Audio Data Issue: Empty Audio File in Common Voice Dataset

Hello,

I would like to report an issue with one of the audio files in the English dataset of the Common Voice project. The file is completely silent and contains no audio.

client_id : b71e4c5ed06f1dcf24e26ad42cfb93e8c4907ce587651b6b4003b3242ca7c1227dddf27bbec00de87c006f44b802db93c5e687f2ee4f9d8d48caa94cc61b603a

  • path : common_voice_en_37663663.mp3
  • sentence_id : d0942841f92f613ad99a0a7511d3b8bf9e238f2867c1d496b579f10311876f81

Please let me know if you need any additional information or if there is anything else I can do to assist in resolving this issue.

Thank you for your attention to this matter.

Best regards,
Wangzhenghang

Further to this, I suspect there are many empty audio files in the CV English dataset - and indeed - other languages. I have a dataset which I’ll be releasing shortly which has SileroVAD voice activity detection timings (there are no timings if no speech is detected) and will be able to report them - but will need a few weeks.

1 Like

@kathyreid, I also started coding audio analysis last week (VAD based actual speed, SNR, energy/power etc) and actually researching the algorithms. I saw SileroVAD but CPU only & 1 core is quite a limitation.

Are there any other algorithms you considered, especially torchaudio & signal processing based?

Ah, no, I have access to a GPU cluster so that’s what I was running it on …

@kathyreid, I mean, I read that SileroVAD works only on 1 core on a CPU, no-GPU. Thus I eliminated it from my list - maybe a mistake. I saw a num-threads setting thou.

Does it work on a GPU or is there a version for it that I missed? If so that would be my best option.

They say it analyzes a 100 ms chunk 1 ms (provided that you can feed it - e.g. disk/ram/cpu-gpu bandwdith bottlenecks). To analyze 32k MCV recordings, that would mean 320 hours non-stop run, >13 days - for VAD only and excluding mp3 => wav 16kHz transcoding overhead.

Yes, it is multi-threaded

import torch
torch.set_num_threads(230)

That’s the setting I used - my understanding is that SileroVAD uses torchaudio under the hood.

Yeah, but multi-threading uses only one core on CPU. SileroVAD seems to be incompatible with GPU version or torchaudio. Perfect for some applications, interactive ones working on edge devices (e.g. mobile phones do not have CUDA), but IMO not ideal for bulk processing…

I think I can make it multi-processing + multi-threaded to boost performance - though I use GPU version of torch, I need a remedy for it.

Thank you @kathyreid @bozden. @84305424 thank you bringing this issue up, I will also bring this issue up with the team.

1 Like

@kathyreid, I implemented it by tweaking the threshold (due to low energy/whispering voices) and some duration parameters. I tested Vad in torchaudio, but it was not as good and needed two passes to find the silence at the end by flipping the Tensor.
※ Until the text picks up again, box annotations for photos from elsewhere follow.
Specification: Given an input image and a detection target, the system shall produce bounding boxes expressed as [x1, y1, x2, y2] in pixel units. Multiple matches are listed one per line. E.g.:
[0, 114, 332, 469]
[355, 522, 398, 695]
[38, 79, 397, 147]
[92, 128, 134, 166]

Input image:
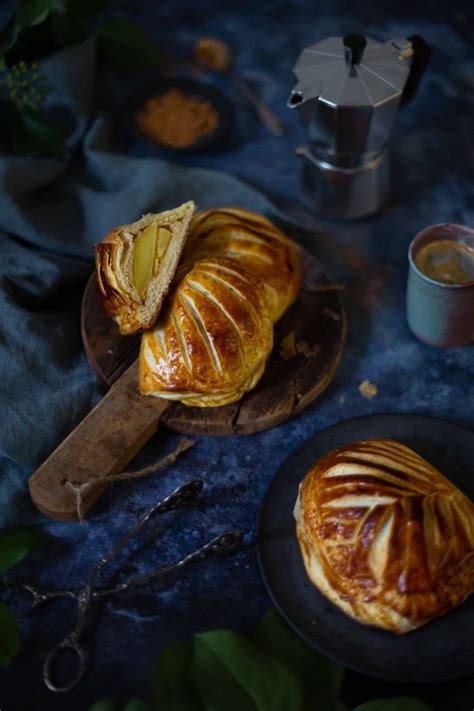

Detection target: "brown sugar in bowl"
[131, 79, 232, 152]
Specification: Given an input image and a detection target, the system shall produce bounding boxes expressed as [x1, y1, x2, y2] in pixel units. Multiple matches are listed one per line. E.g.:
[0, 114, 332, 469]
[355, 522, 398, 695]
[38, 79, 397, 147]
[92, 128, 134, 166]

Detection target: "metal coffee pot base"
[297, 146, 390, 220]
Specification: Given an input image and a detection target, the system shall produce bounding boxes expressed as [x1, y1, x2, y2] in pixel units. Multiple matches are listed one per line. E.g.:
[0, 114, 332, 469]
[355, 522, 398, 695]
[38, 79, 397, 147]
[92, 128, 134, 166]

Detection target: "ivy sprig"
[0, 526, 51, 667]
[90, 610, 433, 711]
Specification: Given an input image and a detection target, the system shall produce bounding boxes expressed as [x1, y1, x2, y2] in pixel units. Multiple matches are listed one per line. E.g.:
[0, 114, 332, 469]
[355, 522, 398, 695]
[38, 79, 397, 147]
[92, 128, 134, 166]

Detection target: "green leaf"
[0, 602, 20, 667]
[152, 642, 205, 711]
[0, 526, 51, 576]
[192, 630, 303, 711]
[51, 0, 111, 47]
[14, 0, 58, 29]
[252, 610, 344, 711]
[354, 696, 434, 711]
[96, 17, 160, 69]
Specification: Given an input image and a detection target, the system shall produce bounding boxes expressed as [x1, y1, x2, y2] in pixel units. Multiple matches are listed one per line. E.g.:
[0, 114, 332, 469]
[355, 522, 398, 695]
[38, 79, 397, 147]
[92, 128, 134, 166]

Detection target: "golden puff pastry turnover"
[95, 202, 195, 334]
[183, 207, 301, 323]
[294, 439, 474, 634]
[139, 257, 273, 407]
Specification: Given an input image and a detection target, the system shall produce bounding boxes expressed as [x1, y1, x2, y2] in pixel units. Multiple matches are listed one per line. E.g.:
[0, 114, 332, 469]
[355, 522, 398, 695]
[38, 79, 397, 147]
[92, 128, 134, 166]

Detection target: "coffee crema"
[415, 239, 474, 284]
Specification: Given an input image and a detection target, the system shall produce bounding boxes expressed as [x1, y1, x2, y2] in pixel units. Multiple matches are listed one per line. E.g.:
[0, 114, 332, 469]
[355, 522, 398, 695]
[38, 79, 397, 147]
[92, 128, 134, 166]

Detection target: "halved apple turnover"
[95, 202, 195, 334]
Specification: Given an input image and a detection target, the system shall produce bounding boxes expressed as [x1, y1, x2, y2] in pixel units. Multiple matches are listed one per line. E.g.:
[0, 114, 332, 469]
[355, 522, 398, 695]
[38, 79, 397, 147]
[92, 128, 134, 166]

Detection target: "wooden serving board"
[29, 246, 345, 521]
[81, 249, 345, 435]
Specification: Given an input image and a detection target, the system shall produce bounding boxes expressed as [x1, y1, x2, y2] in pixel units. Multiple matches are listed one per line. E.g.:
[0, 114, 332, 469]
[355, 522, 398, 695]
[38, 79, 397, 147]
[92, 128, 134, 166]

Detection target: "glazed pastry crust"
[139, 257, 273, 407]
[95, 202, 195, 335]
[294, 439, 474, 634]
[183, 207, 301, 323]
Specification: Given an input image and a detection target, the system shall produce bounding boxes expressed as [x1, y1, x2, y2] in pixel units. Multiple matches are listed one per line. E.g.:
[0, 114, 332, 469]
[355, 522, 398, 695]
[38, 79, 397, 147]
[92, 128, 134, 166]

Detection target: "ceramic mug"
[407, 223, 474, 347]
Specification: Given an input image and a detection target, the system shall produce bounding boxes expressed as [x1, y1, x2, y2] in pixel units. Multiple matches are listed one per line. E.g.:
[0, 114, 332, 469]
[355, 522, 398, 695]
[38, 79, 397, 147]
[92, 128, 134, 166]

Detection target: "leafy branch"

I have two questions you might answer:

I’m testing/tuning it on Fleurs dataset as it is more controlled/predictable, and I tuned down the threshold a lot, but even then there are some non-recognitions due to low amplitude voices.

  • Do you normalize the audio amplitude-wise before detections?
  • How did you tune/test it? By analyzing the waveforms?

Second question: As you know, SileroVAD returns a list of detections, so some silence during speech (e.g. breathing) creates a list, even I increased the silence duration from 250ms to 1000ms. I have now two options:

  1. Only take the first one’s starting and last one’s ending point to calculate the duration (which would only remove the silences at the start and at the end)
  2. Sum section durations (which gives only the actual speech)

I implemented the second option, but maybe the first option is more logical. What did you use? What do you propose?